Paula geht
Absatz vor der Haustüre und räusperte sich. „Da ist noch etwas, das Sie wissen müssen. Die Besitzerin, die vor wenigen Monaten gestorben ist, hat testamentarisch verfügt, dass das Haus nur an jemand verkauft werden darf, der die drei Ziegen übernimmt und ihnen ‚das Gnadenbrot‘ gibt.“ Unsicher sah sie zu Paula. Paula nickte bedächtig. Ziegen also, warum nicht? Sie sah sich schon Ziegenkäse in der lichtdurchfluteten Küche zubereiten. Aber ‚Gnadenbrot‘ hörte sich vielleicht doch nicht nach Ziegenmilch an. Und passten Ziegen und ein Hund zusammen?

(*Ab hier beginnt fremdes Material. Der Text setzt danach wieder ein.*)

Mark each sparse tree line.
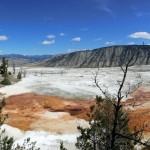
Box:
[0,57,27,85]
[0,53,150,150]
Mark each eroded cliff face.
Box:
[42,45,150,68]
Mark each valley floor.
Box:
[0,66,150,150]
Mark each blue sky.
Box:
[0,0,150,55]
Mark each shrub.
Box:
[17,71,22,80]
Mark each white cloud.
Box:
[128,32,150,40]
[128,42,135,45]
[71,37,81,42]
[0,35,8,41]
[59,33,65,36]
[101,6,116,18]
[46,34,56,39]
[94,38,102,41]
[42,40,55,45]
[105,42,115,45]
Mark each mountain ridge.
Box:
[37,45,150,68]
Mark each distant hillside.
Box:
[34,45,150,68]
[0,54,52,66]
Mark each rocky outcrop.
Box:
[42,45,150,68]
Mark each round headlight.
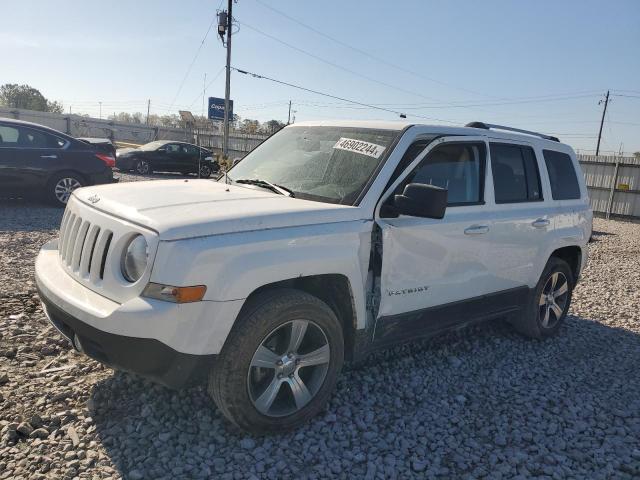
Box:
[122,235,149,283]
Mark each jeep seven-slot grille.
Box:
[58,210,113,282]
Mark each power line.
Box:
[231,67,457,123]
[250,0,496,98]
[171,14,218,111]
[611,93,640,98]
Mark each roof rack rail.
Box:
[465,122,560,142]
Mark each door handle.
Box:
[464,225,489,235]
[531,218,551,228]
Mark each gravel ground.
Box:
[0,177,640,480]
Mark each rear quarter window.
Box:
[542,150,580,200]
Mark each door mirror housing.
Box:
[394,183,447,219]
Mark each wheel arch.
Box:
[550,245,582,281]
[234,273,357,360]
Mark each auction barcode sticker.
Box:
[333,138,384,158]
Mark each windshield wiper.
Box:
[232,178,295,198]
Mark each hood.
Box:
[73,180,362,240]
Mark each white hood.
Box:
[74,180,362,240]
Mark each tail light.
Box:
[96,153,116,168]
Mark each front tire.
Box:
[47,173,85,207]
[514,257,575,339]
[208,289,344,434]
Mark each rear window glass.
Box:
[542,150,580,200]
[0,125,19,146]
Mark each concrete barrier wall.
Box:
[578,154,640,219]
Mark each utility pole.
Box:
[596,90,609,157]
[222,0,233,158]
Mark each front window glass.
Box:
[220,126,400,205]
[396,143,485,206]
[138,141,166,152]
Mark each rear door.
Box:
[482,139,557,289]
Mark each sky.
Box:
[0,0,640,152]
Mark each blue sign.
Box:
[209,97,233,121]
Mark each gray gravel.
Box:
[0,177,640,479]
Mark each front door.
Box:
[374,137,520,342]
[0,125,64,194]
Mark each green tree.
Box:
[0,83,63,113]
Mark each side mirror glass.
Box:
[394,183,447,218]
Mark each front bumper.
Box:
[36,240,242,388]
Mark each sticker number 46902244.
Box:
[333,137,384,158]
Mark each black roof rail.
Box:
[465,122,560,142]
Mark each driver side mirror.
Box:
[394,183,447,219]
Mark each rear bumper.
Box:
[39,289,216,389]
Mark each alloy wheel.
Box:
[247,320,331,417]
[538,272,569,328]
[53,177,82,204]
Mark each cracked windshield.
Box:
[220,127,399,205]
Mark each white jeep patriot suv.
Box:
[36,122,592,432]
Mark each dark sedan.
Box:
[0,118,115,206]
[116,140,218,178]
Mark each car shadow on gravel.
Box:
[0,198,64,232]
[89,316,640,479]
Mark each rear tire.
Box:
[208,289,344,434]
[46,172,86,207]
[513,257,575,339]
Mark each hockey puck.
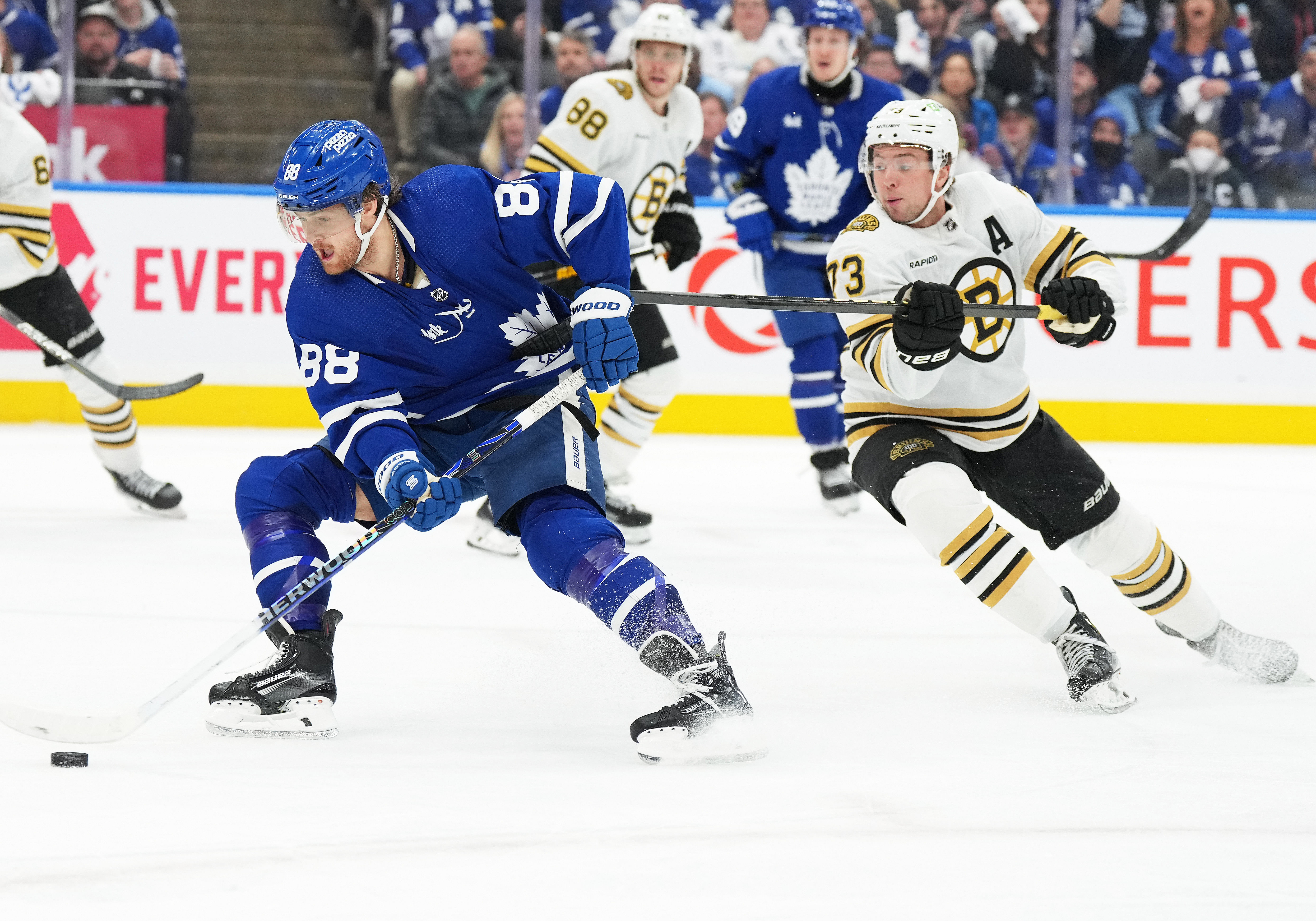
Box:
[50,751,87,767]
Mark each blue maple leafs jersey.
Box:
[716,66,904,234]
[286,166,630,478]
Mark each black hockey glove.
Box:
[653,192,700,268]
[894,281,965,371]
[1042,278,1115,349]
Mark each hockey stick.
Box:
[0,368,584,742]
[512,291,1069,358]
[1107,199,1211,262]
[773,199,1211,260]
[0,307,204,400]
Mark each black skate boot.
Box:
[809,447,859,514]
[604,489,654,543]
[1155,620,1297,684]
[1052,585,1138,713]
[630,631,767,764]
[105,470,187,518]
[205,611,342,738]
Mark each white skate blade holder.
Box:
[1078,678,1138,713]
[636,717,767,764]
[205,696,338,739]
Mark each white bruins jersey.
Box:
[525,70,704,249]
[826,172,1124,453]
[0,104,59,291]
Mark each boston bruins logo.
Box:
[629,163,680,233]
[950,257,1016,362]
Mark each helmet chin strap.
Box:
[351,195,388,266]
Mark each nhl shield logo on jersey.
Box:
[891,438,936,460]
[629,163,680,233]
[950,257,1017,362]
[783,147,854,226]
[841,212,880,233]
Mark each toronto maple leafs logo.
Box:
[499,291,571,378]
[784,147,854,226]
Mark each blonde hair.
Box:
[480,92,525,176]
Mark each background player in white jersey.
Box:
[470,3,704,553]
[828,100,1297,712]
[0,104,183,518]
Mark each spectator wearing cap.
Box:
[540,32,593,125]
[1152,122,1257,209]
[987,0,1055,103]
[896,0,973,95]
[1250,36,1316,208]
[113,0,187,83]
[1141,0,1261,159]
[416,25,511,168]
[0,0,59,71]
[1074,103,1148,208]
[1091,0,1168,134]
[686,92,726,200]
[937,51,996,143]
[1033,58,1100,151]
[388,0,494,161]
[980,93,1055,201]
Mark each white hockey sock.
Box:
[1066,499,1220,640]
[891,463,1074,642]
[599,360,680,485]
[59,347,142,474]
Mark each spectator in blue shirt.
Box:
[900,0,974,96]
[540,32,593,126]
[1251,36,1316,208]
[115,0,187,83]
[388,0,494,161]
[1074,103,1148,208]
[1141,0,1261,161]
[0,0,59,70]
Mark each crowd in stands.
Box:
[389,0,1316,208]
[0,0,192,182]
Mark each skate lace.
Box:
[1055,633,1111,675]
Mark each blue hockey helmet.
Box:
[803,0,863,39]
[274,120,392,261]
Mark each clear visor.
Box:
[279,204,357,246]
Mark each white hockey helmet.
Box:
[629,3,695,83]
[859,99,959,224]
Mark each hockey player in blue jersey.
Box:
[208,121,762,760]
[715,0,903,514]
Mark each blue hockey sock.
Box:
[520,487,704,649]
[791,336,845,449]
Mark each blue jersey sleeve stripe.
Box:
[333,409,407,463]
[320,391,403,429]
[562,174,617,249]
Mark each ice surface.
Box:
[0,425,1316,921]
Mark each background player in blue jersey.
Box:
[716,0,904,514]
[208,121,757,759]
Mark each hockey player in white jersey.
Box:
[468,3,704,553]
[0,104,183,518]
[828,100,1297,712]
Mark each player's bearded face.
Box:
[805,28,852,83]
[636,42,686,99]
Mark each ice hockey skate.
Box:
[1155,621,1311,684]
[630,631,767,764]
[205,611,342,739]
[466,499,521,557]
[105,470,187,518]
[1052,587,1138,713]
[605,488,654,546]
[809,447,859,516]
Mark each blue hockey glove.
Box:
[571,284,639,393]
[375,451,462,530]
[726,192,776,261]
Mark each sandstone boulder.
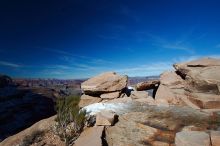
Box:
[96,110,117,126]
[79,94,102,107]
[106,106,209,146]
[175,131,211,146]
[100,92,120,99]
[135,80,160,91]
[130,91,148,99]
[174,58,220,94]
[188,93,220,109]
[81,72,128,95]
[160,71,184,88]
[155,84,184,105]
[74,126,104,146]
[211,131,220,146]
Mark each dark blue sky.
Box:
[0,0,220,78]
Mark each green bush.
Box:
[56,96,86,145]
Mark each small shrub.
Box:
[56,96,86,145]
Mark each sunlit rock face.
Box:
[106,106,212,146]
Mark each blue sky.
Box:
[0,0,220,79]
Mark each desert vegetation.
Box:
[55,96,86,145]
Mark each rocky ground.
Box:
[0,58,220,146]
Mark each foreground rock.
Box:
[175,131,211,146]
[96,110,117,126]
[135,80,160,91]
[0,116,61,146]
[81,72,128,95]
[74,126,104,146]
[210,131,220,146]
[101,92,120,99]
[174,58,220,94]
[155,58,220,111]
[79,94,102,108]
[106,105,209,146]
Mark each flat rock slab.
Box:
[81,72,128,95]
[130,91,148,99]
[175,131,211,146]
[189,93,220,109]
[135,80,160,91]
[96,110,116,126]
[79,94,102,107]
[74,126,104,146]
[100,92,120,99]
[160,71,183,86]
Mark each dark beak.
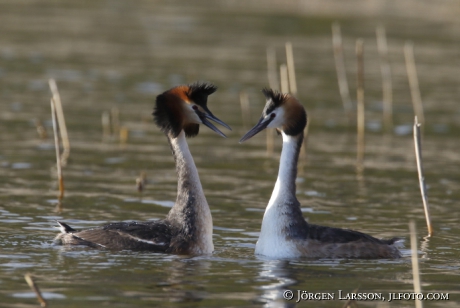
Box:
[240,117,273,143]
[195,109,232,138]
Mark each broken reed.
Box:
[267,48,279,90]
[404,42,425,124]
[240,91,251,130]
[51,99,64,200]
[24,274,46,307]
[48,78,70,166]
[376,26,393,132]
[286,42,297,95]
[356,39,365,168]
[332,23,353,122]
[414,116,433,236]
[409,220,423,308]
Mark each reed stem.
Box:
[286,42,297,95]
[404,42,425,124]
[332,22,353,123]
[48,78,70,166]
[414,116,433,236]
[376,26,393,132]
[101,111,110,141]
[51,98,64,200]
[409,220,423,308]
[267,48,279,91]
[240,91,251,130]
[356,39,366,166]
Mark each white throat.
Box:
[169,130,214,254]
[256,132,300,257]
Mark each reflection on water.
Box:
[0,0,460,307]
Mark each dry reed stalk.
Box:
[240,91,251,130]
[267,48,279,90]
[404,42,425,124]
[119,126,129,147]
[136,171,147,193]
[286,42,297,95]
[101,111,110,141]
[51,99,64,200]
[35,119,48,140]
[110,107,120,136]
[332,23,353,123]
[414,116,433,236]
[376,26,393,132]
[409,220,423,308]
[48,78,70,166]
[280,64,289,93]
[24,274,46,307]
[356,39,366,166]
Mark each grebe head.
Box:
[240,89,307,142]
[153,82,231,138]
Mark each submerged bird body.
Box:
[55,83,230,254]
[240,89,400,258]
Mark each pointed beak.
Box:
[240,117,273,143]
[195,109,232,138]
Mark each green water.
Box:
[0,0,460,307]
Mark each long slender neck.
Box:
[256,132,308,242]
[268,132,303,206]
[168,131,212,243]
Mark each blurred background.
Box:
[0,0,460,307]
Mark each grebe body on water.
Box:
[55,83,230,254]
[240,89,401,258]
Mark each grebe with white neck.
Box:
[240,89,401,259]
[55,83,231,255]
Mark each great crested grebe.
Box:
[240,89,401,258]
[55,83,231,255]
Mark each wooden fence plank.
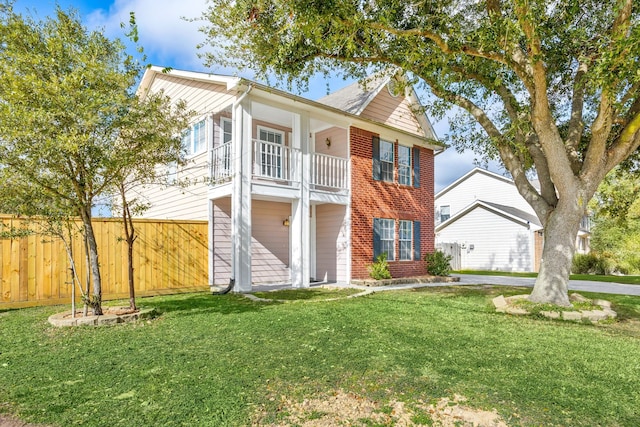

„Wollen Sie es trotzdem anschauen?“
„Ja, aber natürlich.“
Die Maklerin schüttelte den Kopf und schloss auf. Alles schien noch unberührt zu sein, so wie es die alte Dame bei ihrem Ableben hinterlassen hatte. Paula ging andächtig durch die verdunkelte Wohnung und zog die Vorhänge zurück. Sie seufzte hörbar vor Erleichterung, weil das Haus im Vergleich zu dem vorherigen einen ungleich bewohnbareren Eindruck machte. „Wissen Sie, wer die Vorbesitzerin war, können Sie mir etwas über sie erzählen?“
Die Maklerin schüttelte ungeduldig den Kopf. „Fragen Sie die Nachbarn. Hier kennt doch jeder jeden. Möchten Sie noch nach oben schauen?“
Paula nickte und merkte, wie sie innerlich zur Ruhe kam. Irgendwie spürte sie eine innere Verbindung zu dieser alten Dame und zu ihrem Haus.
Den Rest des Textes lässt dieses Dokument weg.